If you were using more than 4 bits then the -3 representation would be different, and the carry of the math would still be thrown out the end. For example, with 6 bits you'd have:
000100
111101
------
1000001
and since the carry is outside the bit range of your representation it's gone, and you only have 000001
Consider 25 + 15:
5+5 = 10, we keep the 0 and let the 1 go to the tens-column. Then it's 2 + 1 (+ 1) = 4. Hence the result is 40 :)
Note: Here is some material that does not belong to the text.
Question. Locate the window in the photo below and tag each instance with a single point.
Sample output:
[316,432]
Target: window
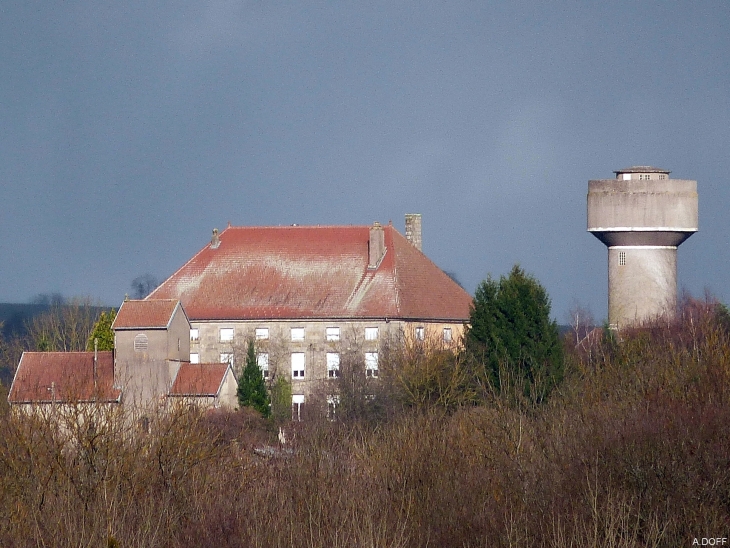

It's the same thing with binaries. 0 + 1 = 1, 0 + 0 = 0, 1 + 1 = 10 => send the 1 the 8-column, 0 + 1 ( + 1 ) = 10 => send the 1 to the next column - Here's the overflow and why we just throw the 1 away.
This is why 2's complement is so great. It allows you to add / substract just like you do with base-10, because you (ab)use the fact that the sign-bit is the MSB, which will cascade operations all the way to overflows, when nessecary.
Hope I made myself understood. Quite hard to explan this when english is not you native tongue :)
When performing 2's complement addition, the only time that a carry indicates a problem is when there's an overflow condition - that can't happen if the 2 operands have a different sign.
If they have the same sign, then the overflow condition is when the sign bit changes from the 2 operands, ie., there's a carry into the most significant bit.
If I remember my computer architecture learnin' this is often detected at the hardware level by a flag that's set when the carry into the most significant bit is different than the carry out of the most significant bit. Which is not the case in your example (there's a carry into the msb as well as out of the msb).
One simple way to think of it is as "the sign not changing". If the carry into the msb is different than the carry out, then the sign has improperly changed.
The carry was dropped because there wasn't anything that could be done with it. If it's important to the result, it means that the operation overflowed the range of values that could be stored in the result. In assembler, there's usually an instruction that can test for the carry beyond the end of the result, and you can explicitly deal with it there - for example, carrying it into the next higher part of a multiple precision value.
Because you are talking about 4 bit representations. It's unussual compared to an actual machine, but if we were to take for granted that a computer has 4 bits in each byte for a moment, then we have the following properties: a byte wraps at 15 to -15. Anything outside that range cannot be stored. Besides, what would you do with an extra 5th bit beyond the sign bit anyway?
Now, given that, we can see from everyday math that 4 + (-3) = 1, which is exactly what you got.